14.10. The Parties confirm and agree that any decision issued by the Arbitrator shall be final and non-appealable and shall be enforceable in any other court or tribunal in any country having jurisdiction over the Parties, and each Party waives, now and forever, any right to contest the underlying facts, merits and conclusions of law upon which such award was based. The Parties further confirm and agree that no award or procedural order made in the Arbitration shall be published and that the entirety of the Arbitration including the existence thereof shall be confidential. The Parties shall bear the expenses and costs of the Arbitration equally without regard to the results of the Arbitration.
14.11. Notwithstanding anything to the contrary herein, the provisions of this Section ‎14 remain in full force and effect following termination or expiration of these Terms for whatever reason and for an indefinite period of time.

15. SEVERABILITY

If any term or provision of these Terms is held by an arbitrator or by a court of competent jurisdiction (as the case may be) to be unenforceable under applicable law, then such provision shall be excluded from these Terms and the remainder of these Terms shall be interpreted as if such provision were so excluded and shall be enforceable in accordance with their terms; provided, however, that in such event these Terms shall be interpreted so as to give effect, to the greatest extent consistent with and permitted by applicable law, to the meaning and intention of the excluded provision as determined by such court of competent jurisdiction.

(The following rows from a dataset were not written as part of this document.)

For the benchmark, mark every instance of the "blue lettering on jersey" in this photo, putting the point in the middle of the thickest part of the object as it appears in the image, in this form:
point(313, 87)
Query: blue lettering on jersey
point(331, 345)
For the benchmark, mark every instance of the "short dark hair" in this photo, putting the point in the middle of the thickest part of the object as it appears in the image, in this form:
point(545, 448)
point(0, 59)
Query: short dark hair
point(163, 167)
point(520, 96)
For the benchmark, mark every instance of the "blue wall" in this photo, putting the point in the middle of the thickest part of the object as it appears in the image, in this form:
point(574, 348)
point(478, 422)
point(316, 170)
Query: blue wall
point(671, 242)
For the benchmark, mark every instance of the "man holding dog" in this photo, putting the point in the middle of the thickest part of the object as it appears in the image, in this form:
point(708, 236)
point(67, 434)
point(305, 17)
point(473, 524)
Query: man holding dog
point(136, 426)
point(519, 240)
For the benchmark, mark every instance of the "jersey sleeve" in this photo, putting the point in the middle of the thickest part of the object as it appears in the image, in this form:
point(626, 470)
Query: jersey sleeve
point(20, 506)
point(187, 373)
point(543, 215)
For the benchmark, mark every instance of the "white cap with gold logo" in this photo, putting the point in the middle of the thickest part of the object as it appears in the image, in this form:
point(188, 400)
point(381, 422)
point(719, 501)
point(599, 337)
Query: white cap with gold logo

16. ENTIRE AGREEMENT; AMENDMENTS

These Terms and the Purchase Agreement (if executed with the relevant Holder) constitute the entire agreement between the Holder and the Company relating to the purchase of Tokens. The Company may make changes to these Terms from time to time as reasonably required to comply with applicable law or regulation. In the event that the Company makes such changes, it shall post the amended Terms on its website. Such amended Terms shall be effective immediately once made public on the Company’s website.

17. ASSIGNMENT

The Holder may not assign any of the Holder’s rights and obligations under these Terms without the Company’s consent. The Company may assign its rights to any Affiliate thereof.

18. DELAYS; OMISSIONS

No delay or omission to exercise any right, power, or remedy accruing to the Company upon any breach or default of the Holder of these Terms, shall be deemed a waiver of any other breach or default theretofore or thereafter occurring. Any waiver, permit, consent, or approval of any kind or character on the part of any party of any breach or default under these Terms, or any waiver on the part of any party of any provisions or conditions of these Terms, must be in writing and shall be effective only to the extent specifically set forth in such writing. All remedies, either under these Terms or by law or otherwise afforded to the Company, shall be cumulative and not alternative. The Company shall not be liable for any delay or failure to perform any obligation under these Terms where the delay or failure results from any cause beyond the Company’s reasonable control.

19. NO PARTNERSHIP OR JOINT VENTURE

Purchasing Tokens from the Company does not create any form of partnership, joint venture or any other similar relationship between the Holder and the Company. Except as otherwise provided herein, these Terms are intended solely for the benefit of the Holder and the Company and are not intended to confer third-party beneficiary rights upon any other person or entity. The Holder agrees and acknowledges that all agreements, notices, disclosures, and other communications that the Company provides, including these Terms, shall be provided in electronic form.